In Blade Runner, Ridley Scott set a very high standard which, in my opinion, no other sci-fi film has been able to top. After viewing it you will be able to point to virtually every science fiction movie since which has stolen a little bit of Scott’s vision.
Harrison Ford plays Rick Deckard, a retired Blade Runner who has to rejoin the force to track down four escaped Nexus-6 model replicants who have arrived on earth from off-world. These androids are exceptionally lifelike and believe they are human. They are even programmed with false memories of a past they never experienced, and are given photographs of family they never had. They are also built to die: to last for a very short predetermined time.
The four ‘skin-jobs’ are here on earth to find their maker and ask why their lives are so short, why they have their memories, why they are here.
And this is the what the film is really about.
As humans we often look for answers to these questions. Philosophers, priests and Shamen have been searching for an answer to the question of what life is all about. Ridley Scott explores this Big Question by turning the tables and asking what if WE are the makers? What answers could we find to give our creations?
The leader of the replicants, Roy Batty, is played by Rutger Hauer. A scene very near the end shows us that when he was at the moment of his death, Batty realised exactly how precious life is. He gives a speech which reduces me to tears every time I hear it. In fact, I get teary even thinking about it. It’s no surprise that I fell in love with Rutger during this film.
There is romance – Deckard falls for the niece of Tyrell, the head of the corporation who manufactures the replicants. She is a replicant herself and there is always the unanswered question of whether Deckard is also an android.

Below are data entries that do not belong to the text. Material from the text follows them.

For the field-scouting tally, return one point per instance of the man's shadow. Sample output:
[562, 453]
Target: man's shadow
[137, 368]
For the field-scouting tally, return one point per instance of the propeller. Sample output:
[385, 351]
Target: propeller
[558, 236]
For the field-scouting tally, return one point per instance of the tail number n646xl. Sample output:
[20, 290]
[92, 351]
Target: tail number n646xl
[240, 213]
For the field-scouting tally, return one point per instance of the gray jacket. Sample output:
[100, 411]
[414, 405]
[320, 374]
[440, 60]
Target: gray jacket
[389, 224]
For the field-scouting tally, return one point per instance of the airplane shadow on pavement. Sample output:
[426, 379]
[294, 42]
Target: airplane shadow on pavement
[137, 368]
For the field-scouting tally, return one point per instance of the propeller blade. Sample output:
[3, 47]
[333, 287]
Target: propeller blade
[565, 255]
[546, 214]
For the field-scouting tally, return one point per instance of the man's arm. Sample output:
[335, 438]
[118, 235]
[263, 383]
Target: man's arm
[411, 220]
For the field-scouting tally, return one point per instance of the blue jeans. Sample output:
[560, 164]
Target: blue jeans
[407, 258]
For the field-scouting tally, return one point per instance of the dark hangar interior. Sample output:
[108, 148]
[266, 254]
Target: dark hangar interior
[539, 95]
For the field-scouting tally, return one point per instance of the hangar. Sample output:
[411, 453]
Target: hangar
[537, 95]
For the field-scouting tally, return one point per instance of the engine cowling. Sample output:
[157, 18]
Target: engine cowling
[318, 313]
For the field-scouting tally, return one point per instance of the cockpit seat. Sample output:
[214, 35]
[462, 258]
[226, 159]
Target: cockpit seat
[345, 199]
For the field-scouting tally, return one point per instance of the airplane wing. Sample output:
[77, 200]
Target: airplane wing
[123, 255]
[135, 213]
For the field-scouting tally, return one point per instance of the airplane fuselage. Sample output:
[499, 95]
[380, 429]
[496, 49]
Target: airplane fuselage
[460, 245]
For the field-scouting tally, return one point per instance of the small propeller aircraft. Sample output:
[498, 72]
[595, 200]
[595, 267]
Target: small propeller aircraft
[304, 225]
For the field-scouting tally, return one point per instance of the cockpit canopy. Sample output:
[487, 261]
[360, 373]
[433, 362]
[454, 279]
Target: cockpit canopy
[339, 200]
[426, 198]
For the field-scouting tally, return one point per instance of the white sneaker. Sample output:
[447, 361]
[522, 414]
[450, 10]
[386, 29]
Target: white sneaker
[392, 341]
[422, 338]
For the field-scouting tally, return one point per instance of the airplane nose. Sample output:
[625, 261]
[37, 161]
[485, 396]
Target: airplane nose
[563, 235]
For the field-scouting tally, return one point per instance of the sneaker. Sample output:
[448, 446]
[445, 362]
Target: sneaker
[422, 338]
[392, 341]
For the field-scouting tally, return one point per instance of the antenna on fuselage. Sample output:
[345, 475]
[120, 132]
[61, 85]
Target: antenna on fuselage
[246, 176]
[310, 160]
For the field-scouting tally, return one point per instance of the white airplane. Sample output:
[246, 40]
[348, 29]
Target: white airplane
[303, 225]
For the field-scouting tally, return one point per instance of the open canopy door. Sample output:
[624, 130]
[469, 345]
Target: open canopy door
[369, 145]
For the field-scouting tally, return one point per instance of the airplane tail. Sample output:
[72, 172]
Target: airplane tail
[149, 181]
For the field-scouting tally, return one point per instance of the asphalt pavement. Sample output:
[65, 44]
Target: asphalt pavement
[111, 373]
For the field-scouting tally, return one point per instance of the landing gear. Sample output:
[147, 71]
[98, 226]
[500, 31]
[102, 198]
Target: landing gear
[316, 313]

The smart money says yes, and I have to agree with them.
The movie is set in Los Angeles of 2019, a place where only the poor and physically imperfect live. There is constant darkness and rain and it looks a thoroughly depressing place to live. The word dystopian could have been invented just to describe this environment.
Although the film is based on the Phillip K Dick novel, Do Androids Dream of Electric Sheep, it is probably more different from it than alike.
Please watch this movie. It is a classic and thoroughly deserves being in virtually every Top 100 poll around.
Starring Harrison Ford and Rutger Hauer.